Le sentiment d’exister. Et Ceci n’est pas une pipe par exemple, exprime dans la géométrie une incorporation dans l’espace d’un imaginaire subtil au profit ou pour le compte de cette curiosité première. Il y a là l’expression de quelque chose qui était en latence depuis que tant de morts ne cessaient de nous regarder. Ce quelque chose est l’existence d’un espace qu’il a fallu conquérir, explorer, un accomplissement d’un destin, un mouvement de fugue. Les images des surréalistes sont des images créées par jeu et elle servent à exprimer l’importance de ce mouvement qui saisit celui qui regarde et il est alors poussé vers un ailleurs. Il sent le sens de la trajectoire. Elle implique que le cœur de ce mouvement, la redéfinition de l’espace et du sens, préexistait en chacun d’eux. On a affaire à des enfants qui n’ont pas échappé à l’espace maternel mais qui vont au delà de la mort.

Les surréalistes échappent à l’espace des morts et se sauvent sans se retourner. Je veux dire qu’ils vont de l’avant. C’est le début de la transgression, un moment clé  d’une réouverture sur le monde, d’une ré-interprétation du monde, non pas d’un délire, mais d’une rêverie par intérêt. Et cela coïncide avec l’impérieux besoin de la vie. Le mouvement surréaliste est une trajectoire et toute trajectoire est une chose naturelle. Le surréalisme est un mouvement qui est allé droit devant lui et, même s’il a dévié de ses lignes, son but supposé qu’est-il en définitive? Que nous laisse en héritage le surréalisme ? La curiosité primordiale et à partir d’elle, il n’y a pas de hasard. Le hasard : juste un exemple puisque le temps m’est compté.

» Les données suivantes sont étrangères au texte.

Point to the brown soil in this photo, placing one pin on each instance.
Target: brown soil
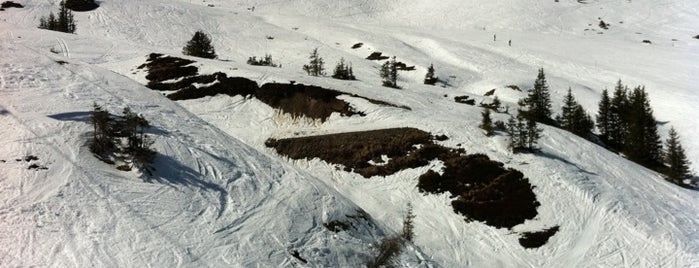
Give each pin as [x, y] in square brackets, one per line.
[537, 239]
[483, 189]
[167, 73]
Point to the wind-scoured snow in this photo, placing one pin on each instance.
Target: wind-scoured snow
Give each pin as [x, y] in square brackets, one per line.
[219, 197]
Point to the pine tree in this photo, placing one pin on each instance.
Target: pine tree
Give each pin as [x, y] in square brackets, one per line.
[675, 158]
[409, 224]
[316, 65]
[573, 117]
[389, 73]
[618, 112]
[538, 102]
[103, 139]
[487, 122]
[604, 117]
[343, 71]
[642, 143]
[430, 78]
[200, 46]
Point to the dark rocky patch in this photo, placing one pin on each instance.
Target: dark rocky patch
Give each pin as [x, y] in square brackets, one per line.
[301, 100]
[9, 4]
[376, 56]
[465, 100]
[537, 239]
[483, 190]
[166, 73]
[514, 87]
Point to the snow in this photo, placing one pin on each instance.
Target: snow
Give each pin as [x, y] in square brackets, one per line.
[221, 198]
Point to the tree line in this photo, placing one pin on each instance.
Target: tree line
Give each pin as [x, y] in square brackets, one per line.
[625, 124]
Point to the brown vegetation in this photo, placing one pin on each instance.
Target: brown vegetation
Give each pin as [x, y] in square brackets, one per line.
[167, 73]
[484, 190]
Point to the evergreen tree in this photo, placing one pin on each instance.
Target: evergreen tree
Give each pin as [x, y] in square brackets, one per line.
[343, 71]
[642, 143]
[604, 117]
[487, 122]
[675, 159]
[389, 73]
[618, 112]
[430, 78]
[316, 65]
[200, 46]
[533, 135]
[409, 224]
[573, 117]
[538, 102]
[65, 19]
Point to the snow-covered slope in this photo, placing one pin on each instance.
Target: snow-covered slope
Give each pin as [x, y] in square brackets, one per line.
[223, 199]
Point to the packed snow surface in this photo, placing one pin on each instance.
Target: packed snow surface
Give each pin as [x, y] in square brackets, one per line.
[220, 198]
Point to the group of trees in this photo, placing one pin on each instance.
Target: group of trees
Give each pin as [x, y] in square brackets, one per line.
[121, 138]
[625, 123]
[64, 22]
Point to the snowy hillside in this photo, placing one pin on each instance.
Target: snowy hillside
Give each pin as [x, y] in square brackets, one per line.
[220, 198]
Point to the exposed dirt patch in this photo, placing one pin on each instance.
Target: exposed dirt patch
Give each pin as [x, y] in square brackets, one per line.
[167, 73]
[537, 239]
[482, 189]
[465, 100]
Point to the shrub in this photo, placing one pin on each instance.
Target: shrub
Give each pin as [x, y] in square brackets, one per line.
[343, 71]
[200, 46]
[315, 65]
[263, 61]
[64, 23]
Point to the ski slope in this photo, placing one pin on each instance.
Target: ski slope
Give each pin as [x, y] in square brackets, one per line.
[221, 199]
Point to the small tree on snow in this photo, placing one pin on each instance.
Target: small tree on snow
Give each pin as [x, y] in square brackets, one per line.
[200, 46]
[430, 78]
[389, 73]
[315, 66]
[486, 122]
[409, 224]
[675, 158]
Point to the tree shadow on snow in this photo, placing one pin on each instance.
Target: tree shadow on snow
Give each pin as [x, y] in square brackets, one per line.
[171, 172]
[558, 158]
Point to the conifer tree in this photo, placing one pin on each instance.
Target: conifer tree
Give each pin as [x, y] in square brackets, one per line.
[618, 127]
[487, 122]
[343, 71]
[200, 46]
[430, 78]
[604, 117]
[389, 73]
[103, 139]
[642, 143]
[409, 224]
[315, 67]
[538, 102]
[675, 158]
[573, 117]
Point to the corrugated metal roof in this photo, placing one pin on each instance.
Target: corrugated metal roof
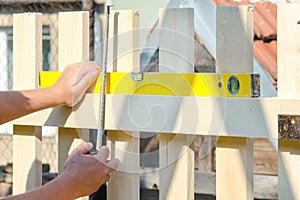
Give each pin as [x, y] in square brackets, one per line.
[265, 31]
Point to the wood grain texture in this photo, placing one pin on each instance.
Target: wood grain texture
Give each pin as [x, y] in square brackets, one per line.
[123, 56]
[234, 54]
[288, 87]
[184, 115]
[176, 54]
[176, 40]
[27, 59]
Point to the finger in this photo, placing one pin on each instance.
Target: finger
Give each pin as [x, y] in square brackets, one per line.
[107, 178]
[86, 67]
[83, 148]
[87, 80]
[112, 164]
[102, 154]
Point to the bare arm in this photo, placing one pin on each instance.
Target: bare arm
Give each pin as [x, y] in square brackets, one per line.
[68, 90]
[83, 175]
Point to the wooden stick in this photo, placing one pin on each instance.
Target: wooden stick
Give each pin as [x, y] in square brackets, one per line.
[27, 140]
[234, 156]
[176, 54]
[288, 88]
[125, 146]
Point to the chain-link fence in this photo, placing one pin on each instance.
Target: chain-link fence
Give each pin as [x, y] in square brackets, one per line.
[50, 10]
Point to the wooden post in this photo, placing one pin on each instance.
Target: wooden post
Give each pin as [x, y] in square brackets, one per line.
[176, 54]
[73, 47]
[288, 87]
[234, 156]
[123, 56]
[27, 140]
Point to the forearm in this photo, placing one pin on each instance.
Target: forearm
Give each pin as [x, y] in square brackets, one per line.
[57, 189]
[14, 104]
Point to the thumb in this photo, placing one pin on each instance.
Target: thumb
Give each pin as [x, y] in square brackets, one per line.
[83, 148]
[86, 81]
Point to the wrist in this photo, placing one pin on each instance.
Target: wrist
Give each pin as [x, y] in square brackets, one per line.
[56, 96]
[65, 187]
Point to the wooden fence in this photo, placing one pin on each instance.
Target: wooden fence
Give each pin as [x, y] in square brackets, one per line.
[235, 120]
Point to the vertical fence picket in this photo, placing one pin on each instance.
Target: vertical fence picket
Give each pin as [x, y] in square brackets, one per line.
[123, 56]
[288, 87]
[234, 156]
[27, 58]
[73, 43]
[176, 55]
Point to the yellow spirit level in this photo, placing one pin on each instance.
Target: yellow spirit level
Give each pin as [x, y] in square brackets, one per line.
[174, 84]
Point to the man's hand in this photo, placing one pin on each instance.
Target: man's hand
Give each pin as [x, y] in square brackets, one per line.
[87, 172]
[75, 81]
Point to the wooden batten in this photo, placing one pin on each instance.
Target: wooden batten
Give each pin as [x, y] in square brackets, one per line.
[176, 54]
[123, 56]
[27, 60]
[288, 88]
[234, 156]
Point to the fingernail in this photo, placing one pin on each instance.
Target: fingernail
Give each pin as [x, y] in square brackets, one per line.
[95, 73]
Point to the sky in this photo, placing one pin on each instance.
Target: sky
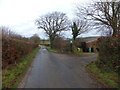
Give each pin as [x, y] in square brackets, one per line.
[20, 15]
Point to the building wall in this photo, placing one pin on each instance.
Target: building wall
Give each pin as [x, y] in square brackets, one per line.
[92, 45]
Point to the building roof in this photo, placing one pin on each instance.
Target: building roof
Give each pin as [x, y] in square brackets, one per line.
[88, 39]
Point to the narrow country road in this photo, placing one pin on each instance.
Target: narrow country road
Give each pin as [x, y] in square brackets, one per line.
[51, 70]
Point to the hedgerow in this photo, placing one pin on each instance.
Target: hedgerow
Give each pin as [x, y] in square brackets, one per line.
[109, 54]
[14, 47]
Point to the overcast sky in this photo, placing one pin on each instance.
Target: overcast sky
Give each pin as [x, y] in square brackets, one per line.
[20, 15]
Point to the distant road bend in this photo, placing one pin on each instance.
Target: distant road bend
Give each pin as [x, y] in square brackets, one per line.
[52, 70]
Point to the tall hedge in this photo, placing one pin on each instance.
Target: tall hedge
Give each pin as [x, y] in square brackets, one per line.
[109, 53]
[14, 48]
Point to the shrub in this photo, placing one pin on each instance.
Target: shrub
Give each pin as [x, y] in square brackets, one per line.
[109, 53]
[14, 47]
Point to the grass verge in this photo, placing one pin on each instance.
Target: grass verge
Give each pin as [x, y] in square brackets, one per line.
[108, 79]
[12, 76]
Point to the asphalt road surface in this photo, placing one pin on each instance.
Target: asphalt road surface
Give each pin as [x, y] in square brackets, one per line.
[52, 70]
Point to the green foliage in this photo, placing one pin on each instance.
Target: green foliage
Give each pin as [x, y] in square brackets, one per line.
[13, 74]
[14, 47]
[109, 54]
[75, 30]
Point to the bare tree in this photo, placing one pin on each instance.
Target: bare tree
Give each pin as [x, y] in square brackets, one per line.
[53, 24]
[103, 14]
[35, 39]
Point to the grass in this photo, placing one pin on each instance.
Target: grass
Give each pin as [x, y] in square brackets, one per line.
[12, 76]
[108, 79]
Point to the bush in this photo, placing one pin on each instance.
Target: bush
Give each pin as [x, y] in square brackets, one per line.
[109, 53]
[14, 47]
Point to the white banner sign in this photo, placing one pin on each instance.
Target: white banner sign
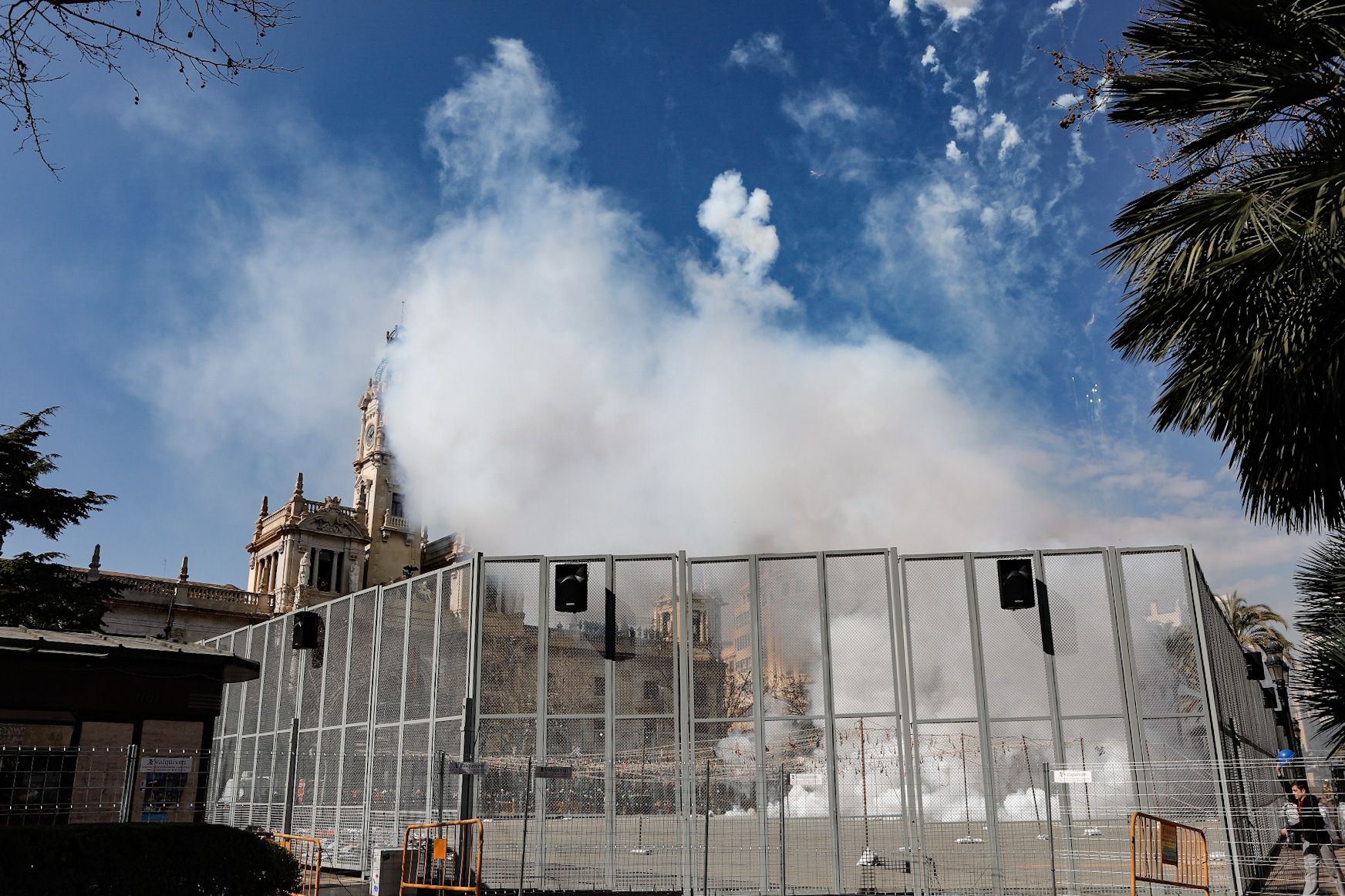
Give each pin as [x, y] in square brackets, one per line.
[1074, 776]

Le hasard est élevé au rang de technique d’écriture dans les cadavre exquis. Chacun écrit à tour de rôle sans savoir ce que l’autre a écrit. Les textes rédigés à plusieurs mains – l’inconscient de l’un est censé aimanter l’inconscient de l’autre – mettent en présence des éléments du langage qui ne sont pas liés par la logique. Pour Breton, il s’agit de déchiffrer la vie comme un cryptogramme (Nadja). La vie nous parle.

Alors, que nous laisse ce surréalisme ? Son mouvement en tant qu’il est une pulsion dromique, quelques chose en mouvement, un mouvement pour se rétablir, pour que quelque chose s’équilibre. Il me semble que cet héritage est celui de la compensation, tout le symbole d’une génération. L’histoire nous regarde, les morts nous regardent, ils se battent encore aujourd’hui pour que l’on vive. Il est vrai qu’aujourd’hui, de plus en plus de gens ne savent pas ce qui s’est passé la semaine dernière tant l’information est déversée par jet continu dans un présent perpétuel. Ce surréalisme est ce mouvement qui maintient le sentiment de l’Histoire et, comme le dirait Jean Pierre Vincent, histoire des sentiments humains. Sans doute pourrions penser ce mouvement surréaliste ainsi : il est cette formidable compensation de la mort elle-même, de tous ces morts qui se battent pour que l’on vive.